Das Schiff erweist sich als ausgesprochen feindliche Umgebung: Durstig, hungernd und frierend rennt der "Lehrer", dem sein Wissen gentechnologisch einprogrammiert wurde, fortan um sein Leben, wobei er vom doch gar nicht so zarten Geschöpf gedrängt und unterstützt wird. Das Schiff bietet heftige Temperatur- und Schwerkraftschwankungen, viele hungrige Monster auf der Jagd, aber keinerlei Service. Eine Supernova hat das Schiff beschädigt. Zudem scheinen sich mindestens zwei Fraktionen einen Krieg im Schiff zu liefern. Eine davon ist die "Reiseleitung", eine kleine Gruppe von Menschen, die über das Ziel der Reise entscheidet, und die andere wird von "Mutter" angeleitet. Mutter erschafft Wesen aus dem Genpool des Schiffes, um sie nach ihren Zwecken einzusetzen. Welches sind diese Zwecke? Wer hat sie bestimmt? Gibt es vielleicht noch eine dritte Fraktion, die auch versucht, das Geschehen im Schiff zu beeinflussen? Antworten auf diese Fragen gibt es in kleinen Portionen im Laufe des Romans.
Der ethische Konflikt, der im Buch den Hintergrund der Story bildet, ist ernst und des Diskutierens wert. Wenn der Planet Erde sehr viele Ressourcen einsetzt, um ein Besiedlungsschiff auf die Reise über viele Jahrhunderte zu schicken (mit 20 Prozent der Lichtgeschwindigkeit über viele Lichtjahre Entfernung, wie im Buch angenommen), dann soll sich diese Investition lohnen, oder? Welche Mittel sollen und dürfen dem Schiff mitgegeben werden, damit die Reisenden, die SiedlerInnen, sich am Zielort auch gegen die Ureinwohner des Zielplaneten durchsetzen können? Sind wirklich alle Mittel gerechtfertigt? Wer an unsere Geschichte auf der Erde denkt und dabei an historische Ereignisse aus Kolonialismus und Imperialismus, kennt schon eine typisch menschliche Antwort. Ist es die einzige Antwort?

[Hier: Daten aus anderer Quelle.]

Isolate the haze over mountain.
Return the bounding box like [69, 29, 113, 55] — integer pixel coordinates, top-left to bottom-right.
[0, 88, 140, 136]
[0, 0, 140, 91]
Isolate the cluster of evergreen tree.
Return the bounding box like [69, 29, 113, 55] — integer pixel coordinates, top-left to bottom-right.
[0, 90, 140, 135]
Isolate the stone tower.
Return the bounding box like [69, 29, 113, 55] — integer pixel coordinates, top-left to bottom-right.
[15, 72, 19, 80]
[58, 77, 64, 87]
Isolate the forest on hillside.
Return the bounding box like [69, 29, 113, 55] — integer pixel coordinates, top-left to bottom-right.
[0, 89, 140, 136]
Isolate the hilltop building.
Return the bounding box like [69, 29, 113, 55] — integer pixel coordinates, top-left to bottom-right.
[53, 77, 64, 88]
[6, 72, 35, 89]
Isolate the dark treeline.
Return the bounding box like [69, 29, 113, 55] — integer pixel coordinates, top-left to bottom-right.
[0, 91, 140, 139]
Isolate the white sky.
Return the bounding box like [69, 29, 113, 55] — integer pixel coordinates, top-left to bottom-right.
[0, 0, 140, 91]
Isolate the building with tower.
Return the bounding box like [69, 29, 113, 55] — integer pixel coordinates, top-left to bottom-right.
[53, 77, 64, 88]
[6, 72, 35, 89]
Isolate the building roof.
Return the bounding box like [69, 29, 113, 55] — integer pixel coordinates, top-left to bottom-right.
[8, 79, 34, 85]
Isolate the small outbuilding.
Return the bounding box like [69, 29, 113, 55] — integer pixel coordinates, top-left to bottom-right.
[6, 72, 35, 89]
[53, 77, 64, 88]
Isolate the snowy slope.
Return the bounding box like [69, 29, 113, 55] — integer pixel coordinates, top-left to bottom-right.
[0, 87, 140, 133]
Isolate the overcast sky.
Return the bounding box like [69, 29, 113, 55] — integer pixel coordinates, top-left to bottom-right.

Leider ist für Bear diese zentrale Frage nur der Hintergrund für einen Roman, in dem der Lehrer als Nicht-Held (eine Figur wie in einem Roman von Philip K. Dick) einen fast endlosen Alptraum durchlebt. Wir LeserInnen müssen fast das ganze Buch lesen, bevor aus dem Gejagten und Verwirrten ein zumindest teilweise aktiv und bewusst planender, entscheidender Protagonist wird. Wer nicht gern mitleidet und liest, wie schlecht es einem Lehrer gehen kann, wird mehr als die Hälfte des Buches für schlicht überflüssig halten, für eine endlose Reihe von unerfreulichen Szenen, in der der Lehrer arm dran ist und irgendwie bedroht wird. Weil der Held im Roman nicht sterben kann und damit schon bald das Muster der Erzählung erkennbar wird, nach dem die Bedrohung immer schlimmer wird und die Rettung durch irgendetwas Unerwartetes dennoch stattfindet, begibt sich der Leser beziehungsweise die Leserin irgendwann hauptsächlich auf die Suche nach jenen Passagen im Buch, in denen es wirklich weiter geht, in denen etwas Relevantes passiert oder erklärt wird. Das kommt leider fast ausschließlich erst ganz zum Schluss. Schade!